Sim, pois muita coisa mudou. O crescimento das cidades, o avanço da tecnologia, até as novas estruturas familiares, tudo isso contribui para um ritmo de vida diferente de 40 anos atrás e, claro, tem reflexo na arquitetura, no modo como as pessoas vivem, na casa que sonham ter.

A arquitetura está mais ligada à funcionalidade, ao bem-estar ou à estética?

Funcionalidade é o mais importante, mas conforto é fundamental. E mais do que ser bonita, acho que a arquitetura tem de emocionar.

Como e por que você decidiu ser arquiteto?

Não decidi. Sempre fiz, e continuo fazendo muitas coisas na órbita da arquitetura – cenografia, cinema, arte conceitual. Aconteceu, simplesmente, que a arquitetura foi tomando um espaço cada vez maior na minha vida profissional.

Seu trabalho é conhecido também por projetos de hotéis de luxo, construções e interiores ligados a essa temática. O que é luxo para você?

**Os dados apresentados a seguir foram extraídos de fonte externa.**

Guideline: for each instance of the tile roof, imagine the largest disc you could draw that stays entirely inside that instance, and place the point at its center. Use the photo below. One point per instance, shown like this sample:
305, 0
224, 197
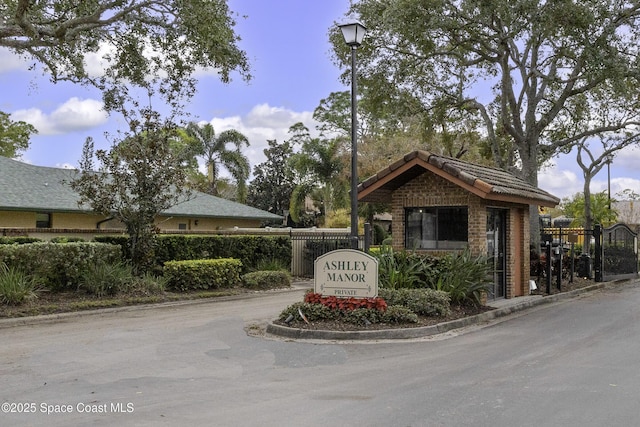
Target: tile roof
486, 182
25, 187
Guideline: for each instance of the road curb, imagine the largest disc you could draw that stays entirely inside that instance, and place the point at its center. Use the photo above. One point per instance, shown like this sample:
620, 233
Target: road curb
425, 331
58, 317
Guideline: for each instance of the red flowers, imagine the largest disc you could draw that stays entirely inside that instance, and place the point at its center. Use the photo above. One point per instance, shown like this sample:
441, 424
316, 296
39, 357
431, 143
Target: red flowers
336, 303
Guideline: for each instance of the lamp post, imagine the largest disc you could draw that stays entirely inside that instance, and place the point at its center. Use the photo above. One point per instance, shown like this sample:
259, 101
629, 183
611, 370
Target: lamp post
609, 160
353, 34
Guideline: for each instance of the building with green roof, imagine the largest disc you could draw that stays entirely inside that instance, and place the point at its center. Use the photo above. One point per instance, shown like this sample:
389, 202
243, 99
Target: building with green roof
38, 199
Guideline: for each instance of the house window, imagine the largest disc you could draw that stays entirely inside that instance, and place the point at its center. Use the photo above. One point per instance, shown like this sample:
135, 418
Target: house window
436, 227
43, 220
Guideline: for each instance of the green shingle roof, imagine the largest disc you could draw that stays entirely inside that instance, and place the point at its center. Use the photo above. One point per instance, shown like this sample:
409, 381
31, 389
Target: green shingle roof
26, 187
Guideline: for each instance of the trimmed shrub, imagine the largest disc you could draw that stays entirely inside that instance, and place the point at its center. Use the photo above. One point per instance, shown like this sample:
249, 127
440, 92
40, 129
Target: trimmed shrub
203, 274
267, 279
250, 250
58, 266
362, 316
399, 269
147, 284
18, 240
313, 312
398, 314
63, 239
425, 302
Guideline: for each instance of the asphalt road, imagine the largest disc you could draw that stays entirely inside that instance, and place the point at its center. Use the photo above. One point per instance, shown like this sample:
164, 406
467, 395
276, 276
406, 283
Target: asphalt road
571, 363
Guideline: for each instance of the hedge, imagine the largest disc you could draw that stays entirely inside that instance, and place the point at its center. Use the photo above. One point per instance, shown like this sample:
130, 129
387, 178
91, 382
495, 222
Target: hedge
250, 250
202, 274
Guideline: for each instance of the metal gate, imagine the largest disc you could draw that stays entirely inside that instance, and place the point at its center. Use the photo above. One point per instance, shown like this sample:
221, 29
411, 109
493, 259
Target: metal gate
619, 250
309, 246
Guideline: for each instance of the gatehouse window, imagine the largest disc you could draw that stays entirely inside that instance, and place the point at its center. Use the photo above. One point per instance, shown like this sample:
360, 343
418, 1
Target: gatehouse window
436, 227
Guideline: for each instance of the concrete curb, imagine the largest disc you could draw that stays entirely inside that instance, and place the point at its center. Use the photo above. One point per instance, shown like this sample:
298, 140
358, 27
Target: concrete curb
58, 317
421, 332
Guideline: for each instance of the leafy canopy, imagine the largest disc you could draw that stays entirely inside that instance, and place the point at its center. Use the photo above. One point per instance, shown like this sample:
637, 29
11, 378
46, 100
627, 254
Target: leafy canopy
140, 177
536, 76
14, 136
144, 43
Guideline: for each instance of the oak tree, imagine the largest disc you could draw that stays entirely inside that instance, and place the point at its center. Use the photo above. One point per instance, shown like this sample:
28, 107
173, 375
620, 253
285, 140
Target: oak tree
540, 76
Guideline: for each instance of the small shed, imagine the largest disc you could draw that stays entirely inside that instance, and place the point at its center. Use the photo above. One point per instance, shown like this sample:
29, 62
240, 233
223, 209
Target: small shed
441, 204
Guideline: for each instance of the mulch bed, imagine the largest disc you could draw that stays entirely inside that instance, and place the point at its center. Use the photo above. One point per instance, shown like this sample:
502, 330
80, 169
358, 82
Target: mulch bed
457, 312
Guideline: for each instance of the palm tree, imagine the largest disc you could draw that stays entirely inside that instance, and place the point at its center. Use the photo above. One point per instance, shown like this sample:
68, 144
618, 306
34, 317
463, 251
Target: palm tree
214, 149
319, 164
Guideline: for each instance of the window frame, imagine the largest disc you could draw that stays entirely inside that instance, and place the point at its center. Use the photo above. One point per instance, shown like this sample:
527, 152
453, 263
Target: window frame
41, 223
440, 215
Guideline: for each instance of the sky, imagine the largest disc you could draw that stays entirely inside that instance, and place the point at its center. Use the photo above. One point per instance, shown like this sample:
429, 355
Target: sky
288, 48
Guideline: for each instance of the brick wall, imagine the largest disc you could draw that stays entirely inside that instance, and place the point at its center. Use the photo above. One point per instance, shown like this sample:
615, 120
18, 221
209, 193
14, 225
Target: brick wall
429, 189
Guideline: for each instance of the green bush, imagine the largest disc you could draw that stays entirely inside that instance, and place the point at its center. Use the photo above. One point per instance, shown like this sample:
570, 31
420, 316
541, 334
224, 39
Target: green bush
267, 279
464, 277
313, 312
203, 273
362, 316
16, 286
58, 266
272, 264
425, 302
63, 239
379, 234
145, 285
102, 279
250, 250
399, 269
398, 314
19, 240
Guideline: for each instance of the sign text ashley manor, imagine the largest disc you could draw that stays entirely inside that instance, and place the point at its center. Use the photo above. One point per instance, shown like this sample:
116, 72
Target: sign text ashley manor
346, 273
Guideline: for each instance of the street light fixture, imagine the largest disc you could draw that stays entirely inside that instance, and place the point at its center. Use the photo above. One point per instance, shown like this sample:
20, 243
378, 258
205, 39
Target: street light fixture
609, 160
353, 34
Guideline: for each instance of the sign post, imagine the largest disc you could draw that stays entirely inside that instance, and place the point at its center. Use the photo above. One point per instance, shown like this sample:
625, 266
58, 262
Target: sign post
346, 273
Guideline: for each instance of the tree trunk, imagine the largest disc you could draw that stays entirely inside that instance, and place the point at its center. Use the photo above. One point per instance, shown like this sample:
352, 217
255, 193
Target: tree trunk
529, 173
588, 218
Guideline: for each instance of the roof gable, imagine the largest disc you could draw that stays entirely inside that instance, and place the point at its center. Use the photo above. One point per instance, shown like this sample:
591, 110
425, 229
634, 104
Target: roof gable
485, 182
25, 187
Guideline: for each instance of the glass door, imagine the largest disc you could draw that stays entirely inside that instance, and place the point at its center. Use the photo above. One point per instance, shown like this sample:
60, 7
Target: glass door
496, 250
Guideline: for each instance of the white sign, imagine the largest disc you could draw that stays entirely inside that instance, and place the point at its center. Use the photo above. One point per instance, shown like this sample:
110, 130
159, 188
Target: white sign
346, 273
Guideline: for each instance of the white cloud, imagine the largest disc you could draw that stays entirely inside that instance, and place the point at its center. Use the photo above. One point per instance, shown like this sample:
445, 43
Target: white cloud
263, 123
560, 183
75, 114
9, 61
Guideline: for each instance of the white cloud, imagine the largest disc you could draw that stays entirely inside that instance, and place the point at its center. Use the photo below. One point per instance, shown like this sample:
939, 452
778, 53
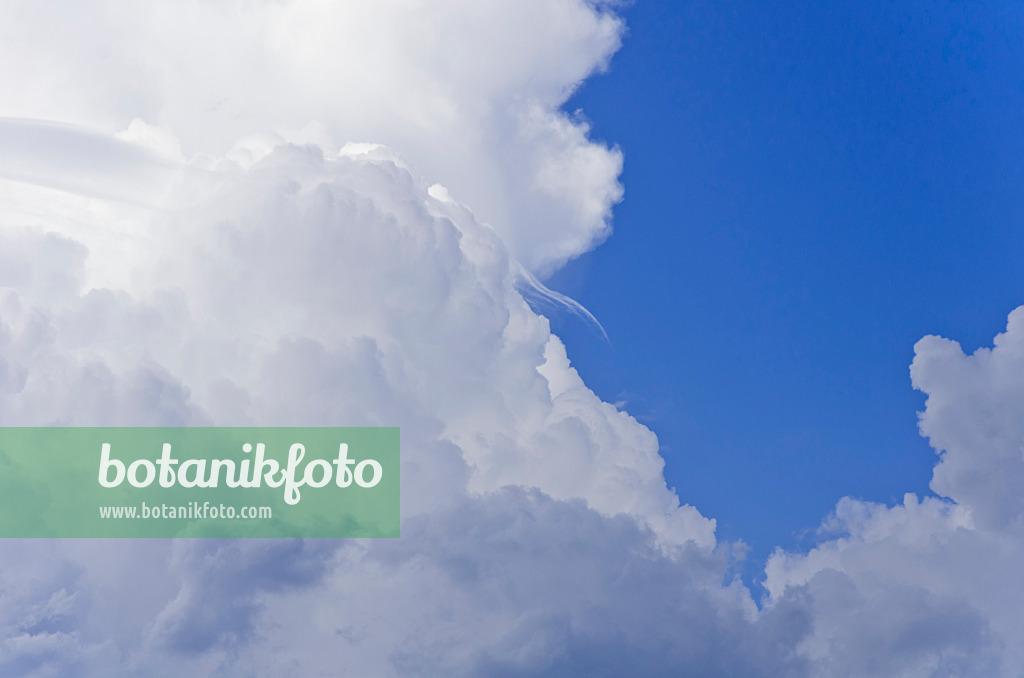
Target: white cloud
468, 90
930, 587
220, 232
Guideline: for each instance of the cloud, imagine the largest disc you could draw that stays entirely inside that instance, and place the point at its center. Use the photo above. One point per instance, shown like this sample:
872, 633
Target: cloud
293, 287
930, 587
300, 213
468, 91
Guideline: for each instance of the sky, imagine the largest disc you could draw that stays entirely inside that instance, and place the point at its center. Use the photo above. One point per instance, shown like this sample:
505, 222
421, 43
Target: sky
796, 453
811, 189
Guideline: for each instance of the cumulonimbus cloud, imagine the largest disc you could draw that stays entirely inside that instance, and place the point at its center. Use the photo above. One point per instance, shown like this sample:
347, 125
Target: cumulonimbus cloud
196, 228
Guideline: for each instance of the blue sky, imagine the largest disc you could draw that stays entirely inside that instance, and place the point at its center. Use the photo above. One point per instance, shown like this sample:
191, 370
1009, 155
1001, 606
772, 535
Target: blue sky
810, 188
299, 213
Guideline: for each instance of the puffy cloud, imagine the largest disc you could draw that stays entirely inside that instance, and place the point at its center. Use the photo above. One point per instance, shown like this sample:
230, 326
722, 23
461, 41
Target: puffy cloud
469, 91
208, 238
929, 587
295, 288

Luxo é ter aquilo que te deixa feliz.

Atualmente fala-se no conceito das peças, em sua funcionalidade e numa divulgação maior do design. Qual a ligação do design com a arquitetura? Eles sempre andam juntos?

O design pelo design, acho abominável. O que quer que seja, tem de funcionar, ser confortável.

Como é o seu processo de criação? Ele sempre foi assim? O que o inspira a criar?

O que me inspira é sempre o cliente. Ele me conta de seus sonhos, desejos, necessidades, seja o cliente que me contrata para o projeto de uma casa, loja ou hotel. O que me serve de referência para criar é tudo aquilo que está à minha volta – são as pessoas, a cidade, um filme, um livro, uma música, uma pintura – além, é claro, do local onde se construirá o projeto.

Suas obras e projetos em geral são atemporais ou eles são válidos para uma determinada época? Eles poderiam ser construídos em qualquer lugar do planeta?

Minhas obras são contemporâneas. Elas são projetadas para atender os anseios de um determinado cliente, em determinado terreno, com determinado entorno, sujeito a determinada legislação, dentro de um prazo e orçamento definidos.

Em que setores a arquitetura brasileira precisa evoluir e qual pode ser sua colaboração para o mundo?

Basta nos preocuparmos em fazer o melhor possível em cada rua, bairro e cidade em que construirmos. Sem a tolice de copiar o que se faz lá fora, e sem a pretensão de querer ensinar algo ao mundo.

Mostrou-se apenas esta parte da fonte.